De l’usage du présent et de sa plume magistrale Eric Orsenna nous plonge dans la relation longue, quasiment complice et loyale qui unit Louis XIV à son jardinier -entendez son architecte paysagiste – André Le Nôtre.
Après six années passées sur le chantier du Louvre -lequel prépare Versailles à bien des égards – André Le Nôtre gravit un à un les degrés de la hiérarchie et est engagé à Vaux-le-Vicomte pour réaliser les jardins du somptueux château de Nicolas Fouquet, surintendant des finances. Il sera débauché par Louis XIV, de même que l’architecte Le Vau et le peintre Le Brun pour l’édification de Versailles, après la grandiose fête de lèse-majesté donnée par le surintendant, le 17 août 1661.Fête qui vaudra à ce dernier, trois semaines plus tard la disgrâce que l’on connaît: "Qu’est-ce qu’un surintendant jongleur comparé au roi de France" ( p52). Résultat : Louis XIV lui pique tout : meubles, tableaux, statues, livres tapisseries, arbres, plantes et collaborateurs.

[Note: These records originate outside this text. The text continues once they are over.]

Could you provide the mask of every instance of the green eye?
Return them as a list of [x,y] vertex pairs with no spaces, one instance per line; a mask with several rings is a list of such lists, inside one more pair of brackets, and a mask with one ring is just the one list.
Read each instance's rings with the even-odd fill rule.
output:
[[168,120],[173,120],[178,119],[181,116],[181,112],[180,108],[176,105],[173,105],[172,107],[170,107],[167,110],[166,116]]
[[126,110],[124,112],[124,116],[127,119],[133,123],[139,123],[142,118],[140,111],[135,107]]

Commence pour André Le Nôtre, déjà à l’automne de sa vie, la réalisation d’un projet gigantesque, animé d’esprit cartésien et de longues promenades quotidiennes avec Louis XIV. Car le souverain veut décider de tout, sur les conseils éclairés de son jardinier. Et l’on assèche les marais qui dégagent une indiscible puanteur pour y creuser un grand canal en croix de 23 hectares.
"Pour Versailles, Louis XIV veut de l’eau, toujours plus d’eau" (p80): c’est l’avènement de la fameuse machine de Marly, véritable monstre bruyant constitué de roues géantes et de trois mécanismes destinés à amener l’eau.

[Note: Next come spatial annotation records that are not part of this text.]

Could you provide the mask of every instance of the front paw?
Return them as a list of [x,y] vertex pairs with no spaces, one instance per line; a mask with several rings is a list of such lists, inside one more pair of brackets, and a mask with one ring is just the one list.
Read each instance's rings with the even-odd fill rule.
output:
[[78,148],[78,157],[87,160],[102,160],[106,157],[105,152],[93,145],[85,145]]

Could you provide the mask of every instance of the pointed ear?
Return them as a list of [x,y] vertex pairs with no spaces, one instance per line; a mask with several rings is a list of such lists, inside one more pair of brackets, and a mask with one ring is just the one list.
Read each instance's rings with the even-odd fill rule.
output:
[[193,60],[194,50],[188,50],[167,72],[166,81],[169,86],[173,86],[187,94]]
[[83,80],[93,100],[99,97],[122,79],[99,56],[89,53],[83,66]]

"Les témoignages concordent sur la bonté foncière de Le Nôtre, son égalité de caractère, son humour en toutes ciconstances, sa spontanéité, sa simplicité…"(pp97-98). Ajoutons qu’il était mari fidèle et qu’il savait plus que quiconque rester à sa place. C’est ainsi qu’à la fin de sa vie, sentant que Louis XIV "se croyait devenu jardinier", il lui demandera la grâce de pouvoir se retire, évitant tout agacement qui eût pu découler de cette prérogative royale.
On ne peut que regretter l’absence d’écrit laissée par ce génie: "Il laisse ses oeuvres s’en aller seules dans le temps. A d’autres, s’ils veulent d’en tirer des principes et des systèmes"(p 149)
Apolline Elter
Eric Orsenna, Portrait d’un homme heureux. André Lenôtre 1613-1700, Gallimard, Folio, 162 pp.
(Livre de poche)
Première édition : Paris, Gallimard, 2000.